One weekend we went to visit Sarah’s parents in another city, and we took Patrick to Sunday Mass. The day was sunny and mild. When Mass let out, a policeman was directing traffic outside the church. He was smiling and bantering with the people crossing his intersection. I was carrying our 3-year-old son. Patrick was a beautiful child, with blond hair and blue-green eyes under long lashes. As we crossed the street, the policeman looked at him and chuckled. Then he spoke good-naturedly.
“That boy’s too big to be carried.”
My heart sank. I tried to smile. I couldn’t answer.
Patrick was 3 1/2 when he learned to walk. He walked slowly and unsteadily. He limped badly. He fell frequently. But he did walk. That is, he walked for a couple of months. Then his seizures became almost continuous. We took Patrick to the hospital on Mother’s Day. A civil rights demonstration was blocking access to the hospital, and we had to get a police escort to pass through. Our son was to remain in the hospital for five weeks. During most of that time, he was unable to eat regularly because of his frequent seizures. Patrick had lost a third of his weight by the time doctors performed brain surgery to reduce the seizures.

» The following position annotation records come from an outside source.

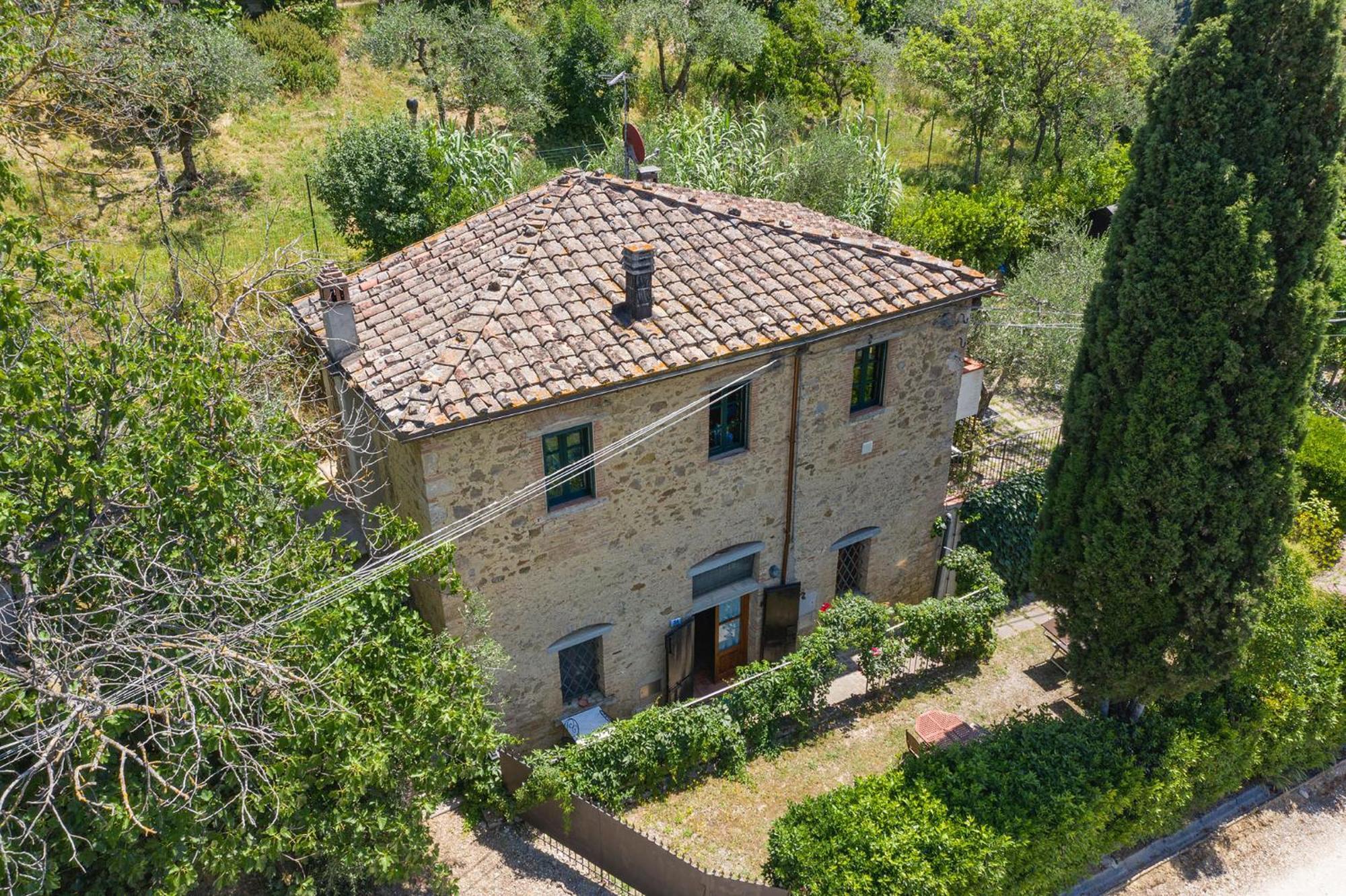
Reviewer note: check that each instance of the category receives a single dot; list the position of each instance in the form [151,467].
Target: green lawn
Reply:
[723,823]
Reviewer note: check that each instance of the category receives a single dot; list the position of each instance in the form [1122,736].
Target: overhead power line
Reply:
[150,684]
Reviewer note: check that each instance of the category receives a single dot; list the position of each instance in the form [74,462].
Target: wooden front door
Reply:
[732,637]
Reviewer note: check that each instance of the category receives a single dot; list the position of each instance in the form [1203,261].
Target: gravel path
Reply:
[1298,850]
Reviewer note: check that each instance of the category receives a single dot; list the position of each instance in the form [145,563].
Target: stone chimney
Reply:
[339,311]
[639,264]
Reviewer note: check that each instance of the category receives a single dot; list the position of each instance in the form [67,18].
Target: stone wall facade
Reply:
[623,558]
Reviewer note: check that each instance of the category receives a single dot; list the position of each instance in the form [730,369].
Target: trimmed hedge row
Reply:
[667,746]
[1038,801]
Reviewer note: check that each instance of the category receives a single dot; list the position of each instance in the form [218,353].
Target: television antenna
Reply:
[628,128]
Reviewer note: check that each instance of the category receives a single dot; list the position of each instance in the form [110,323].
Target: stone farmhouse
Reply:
[518,342]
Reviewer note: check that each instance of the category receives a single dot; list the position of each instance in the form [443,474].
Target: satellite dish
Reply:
[635,145]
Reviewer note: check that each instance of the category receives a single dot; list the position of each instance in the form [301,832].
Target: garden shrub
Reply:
[986,229]
[666,747]
[374,178]
[1322,462]
[951,629]
[1002,521]
[298,57]
[1317,532]
[637,757]
[884,836]
[1051,797]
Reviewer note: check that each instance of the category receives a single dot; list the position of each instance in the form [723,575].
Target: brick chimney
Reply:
[639,264]
[339,311]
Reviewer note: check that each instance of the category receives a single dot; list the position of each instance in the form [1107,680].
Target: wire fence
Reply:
[985,466]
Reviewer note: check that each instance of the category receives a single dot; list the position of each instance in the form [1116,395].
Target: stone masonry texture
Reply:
[624,556]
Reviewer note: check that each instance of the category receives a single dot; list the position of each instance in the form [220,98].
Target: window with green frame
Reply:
[730,422]
[867,377]
[561,450]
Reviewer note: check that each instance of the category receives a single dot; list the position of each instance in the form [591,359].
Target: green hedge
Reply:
[1322,462]
[1317,531]
[884,836]
[667,746]
[1041,800]
[297,56]
[1002,521]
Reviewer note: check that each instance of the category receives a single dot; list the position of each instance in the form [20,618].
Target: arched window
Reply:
[854,560]
[581,657]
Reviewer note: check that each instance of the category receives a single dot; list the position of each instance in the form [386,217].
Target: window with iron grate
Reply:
[581,672]
[853,563]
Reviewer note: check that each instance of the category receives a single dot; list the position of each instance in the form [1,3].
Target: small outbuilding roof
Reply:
[520,305]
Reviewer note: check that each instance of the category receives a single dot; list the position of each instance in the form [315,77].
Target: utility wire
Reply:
[409,555]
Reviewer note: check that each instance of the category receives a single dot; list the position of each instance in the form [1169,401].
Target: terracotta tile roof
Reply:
[515,306]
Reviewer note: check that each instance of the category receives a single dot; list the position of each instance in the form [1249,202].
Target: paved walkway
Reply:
[512,859]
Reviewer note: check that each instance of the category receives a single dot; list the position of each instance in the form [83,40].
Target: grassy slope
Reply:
[255,166]
[255,163]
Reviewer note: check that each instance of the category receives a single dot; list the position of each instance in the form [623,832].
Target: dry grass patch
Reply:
[723,824]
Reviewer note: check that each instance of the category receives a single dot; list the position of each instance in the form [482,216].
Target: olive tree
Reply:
[469,60]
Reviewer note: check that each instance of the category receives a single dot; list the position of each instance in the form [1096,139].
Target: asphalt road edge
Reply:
[1242,805]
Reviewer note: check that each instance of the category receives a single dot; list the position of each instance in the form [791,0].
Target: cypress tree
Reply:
[1173,488]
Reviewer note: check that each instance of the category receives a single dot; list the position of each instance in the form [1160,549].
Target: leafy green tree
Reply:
[298,59]
[989,229]
[1156,21]
[470,60]
[717,32]
[843,173]
[204,72]
[583,53]
[1052,71]
[1030,336]
[818,56]
[374,180]
[157,83]
[970,61]
[170,723]
[388,184]
[1174,486]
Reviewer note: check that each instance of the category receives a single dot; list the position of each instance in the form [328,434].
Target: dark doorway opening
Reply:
[703,663]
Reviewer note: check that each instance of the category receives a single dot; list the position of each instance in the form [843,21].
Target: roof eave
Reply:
[426,433]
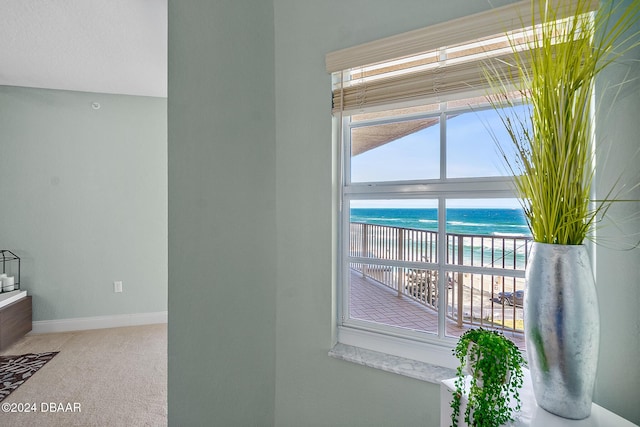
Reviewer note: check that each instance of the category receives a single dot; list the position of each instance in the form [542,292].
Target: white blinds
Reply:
[434,64]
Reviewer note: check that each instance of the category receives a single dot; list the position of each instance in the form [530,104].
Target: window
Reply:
[432,240]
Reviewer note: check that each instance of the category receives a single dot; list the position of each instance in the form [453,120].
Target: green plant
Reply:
[554,162]
[495,364]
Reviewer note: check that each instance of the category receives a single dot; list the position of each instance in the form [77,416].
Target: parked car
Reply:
[511,298]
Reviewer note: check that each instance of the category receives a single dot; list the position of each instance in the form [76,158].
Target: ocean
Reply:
[486,222]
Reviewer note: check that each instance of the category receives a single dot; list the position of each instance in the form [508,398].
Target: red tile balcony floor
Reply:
[372,301]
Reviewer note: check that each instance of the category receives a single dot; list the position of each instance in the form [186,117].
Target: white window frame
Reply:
[434,350]
[423,347]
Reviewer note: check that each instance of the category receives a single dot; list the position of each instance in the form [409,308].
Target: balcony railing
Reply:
[483,275]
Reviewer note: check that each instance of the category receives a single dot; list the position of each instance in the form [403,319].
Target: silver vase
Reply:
[562,328]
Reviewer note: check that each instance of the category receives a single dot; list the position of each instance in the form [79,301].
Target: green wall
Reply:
[84,200]
[617,268]
[222,258]
[251,207]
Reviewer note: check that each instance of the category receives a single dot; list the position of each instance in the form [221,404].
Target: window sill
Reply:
[399,365]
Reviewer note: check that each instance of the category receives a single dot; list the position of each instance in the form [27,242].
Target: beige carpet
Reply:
[104,377]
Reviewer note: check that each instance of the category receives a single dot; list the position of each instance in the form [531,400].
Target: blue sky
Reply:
[471,152]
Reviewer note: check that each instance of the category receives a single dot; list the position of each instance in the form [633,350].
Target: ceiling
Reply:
[105,46]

Patrick still was having several seizures a day when he was released from the hospital. Sometimes he had more than several. He would be 4 1/2 years old before he gathered enough strength to walk again. One day that autumn I came home from work and parked my car in the driveway as usual. The weather was warm, and Patrick was watching me through the screen door of the house. Unable to stand upright, he was kneeling. A boy Patrick’s age, who lived next door, was on our front step talking to Patrick. As I approached the door, this boy looked up at me.
“Mr. Byrne, why can’t your little boy run and play?”
I managed to tell him in simple terms about Patrick’s brain injury, and the boy went home frowning. His question made me wonder once again why God lets terrible things happen to innocent people. I mulled over what I had been told in theology class about an imperfect universe. The classroom explanation had been easier to accept when I was in college.
It was years later when a friend, a man who was Jewish by heritage and not apparently devout, asked me whether my religious faith had helped me get through Patrick’s first months and years. I told him that I had prayed fervently throughout that period. I had asked God to help Patrick recover from his injuries and to enable the doctors to bring the epileptic seizures under control. I admitted that I had even asked God to let Patrick die a quick and painless death rather than survive gravely handicapped and wracked by seizures. “In the end,” I said, “not one of my prayers was answered.”
I thought for a moment, then added, “Yet my faith somehow gave me strength to help care for Patrick, deal with his chronic problems, get through his occasional crises and address other challenges in my life.” My friend responded firmly:
“That is how your prayers were answered.”
Terence Byrne is retired from the U.S. Department of State. Patrick, now an adult, lives an active life in a neighborhood residential facility.